In fact international issues are at least as important.  We control at most 15% of what happens to our atmosphere.  Our per capita energy consumption is twice anyone else’s, and we are by most measures the richest country in the world; it’s simply not going to happen that the rest of the world will just take care of itself.  We will need to be involved internationally, both for the underlying technologies and for their deployment.

The only international framework that exists for climate is the Paris Agreement.  That is entirely based on voluntary compliance in service of a common need.  There is no other mechanism.  We can’t bomb or tariff our way out of it.  We have to make it work.  Solving climate is a cooperative venture.

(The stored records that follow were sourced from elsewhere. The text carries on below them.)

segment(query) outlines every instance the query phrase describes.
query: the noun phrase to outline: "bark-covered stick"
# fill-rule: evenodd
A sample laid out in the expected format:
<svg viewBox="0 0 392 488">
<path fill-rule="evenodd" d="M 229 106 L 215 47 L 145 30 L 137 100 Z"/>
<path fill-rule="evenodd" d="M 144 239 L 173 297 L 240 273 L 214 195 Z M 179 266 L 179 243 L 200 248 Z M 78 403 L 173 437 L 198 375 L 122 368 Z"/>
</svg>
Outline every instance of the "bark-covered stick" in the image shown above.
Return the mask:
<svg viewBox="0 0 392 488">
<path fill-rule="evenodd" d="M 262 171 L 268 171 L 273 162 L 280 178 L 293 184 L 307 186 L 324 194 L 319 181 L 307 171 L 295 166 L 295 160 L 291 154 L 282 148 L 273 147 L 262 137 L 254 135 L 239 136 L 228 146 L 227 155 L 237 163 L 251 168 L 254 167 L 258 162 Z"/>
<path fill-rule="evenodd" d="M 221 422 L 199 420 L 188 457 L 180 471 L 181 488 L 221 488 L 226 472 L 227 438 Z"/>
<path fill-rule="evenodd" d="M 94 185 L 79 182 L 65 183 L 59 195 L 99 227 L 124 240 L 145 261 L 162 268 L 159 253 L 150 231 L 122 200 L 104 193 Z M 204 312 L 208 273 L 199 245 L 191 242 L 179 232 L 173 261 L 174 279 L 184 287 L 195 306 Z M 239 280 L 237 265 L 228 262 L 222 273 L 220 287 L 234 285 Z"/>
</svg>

At worst this is a mess.  At best it is a model for international cooperation in other areas as well (trade, labor standards, taxation, environment standards).  The unanimity of the Paris Agreement was a major achievement of the Obama people.  The collapse of discussions since we opted out shows the risk.

  1. Need to create ongoing institutions.

For any activity with a fixed target—such as keeping carbon dioxide under the scientists’ limit—there is a tendency to think of reaching a new era where problems will finally be behind us. That’s a dangerous mindset.  For one thing it can produce a kind of eco-paralysis—with so many problems to be solved at once that you can’t make progress on anything.  (The recent Michael Moore movie is a symptom.)

More generally we have to recognize that even though we’re solving an existential problem for mankind, that will still leave plenty to do.  Having enough clean energy will help in many areas, but even for the environment we won’t finish all the problems we know.  And there will always be new issues beyond that.  So part of the job is making sure we will have the right institutions to go forward.

On the domestic side that means strengthening the regulatory agencies we have, and determining what is missing.  It’s possible that we will need more direct federal supervision or even operation of the power grid, for example.  We certainly need decades worth of large-scale spending on energy research.

On the international side there is also much to be done.  It should be recognized that the Covid-19 crisis was less an act of God than a failure of international governance.  China’s quarantine of Wuhan should have been matched by coordinated actions of other countries throughout the world.  That such an obvious consequence didn’t happen shows the vacuum created by the US abdication of power.  It also shows how we cause ourselves to suffer.

Most international institutions were our creation.  We had learned that the best way to exercise power was with rules we were willing to obey for ourselves.  We’ve now rejected that approach.  However, as a country, we have actual historical experience with such a situation.  The Articles of Confederation after the Revolutionary War almost destroyed the US before it could get started.  The solution was not more chaos, but an appropriate structure for success.

There’s another historical parallel worth mentioning.  After the second World War the US experienced unprecedented prosperity brought on in part by our rebuilding of Europe, including Germany.  The Marshall Plan paid real dividends.  The world has a similar opportunity in the developing middle classes of China, India, Korea, and elsewhere.  Instead we’re fighting a non-productive economic war with China that neither country will win, but virtually everyone will lose.  That’s not to say we have no issues with China, but in our eagerness for war we’ve shot ourselves in the foot.

 

The Green New Deal has become the defining task for our national moment.  For many issues—economic, political, racial, environmental, international—it represents a coherent way forward.  It is not the same task as the original New Deal, but certainly as challenging in its scope.  We have to recognize that we have it in our power to create a bright future for ourselves and for humanity.  The founding fathers of this country rose to their occasion.  Will we?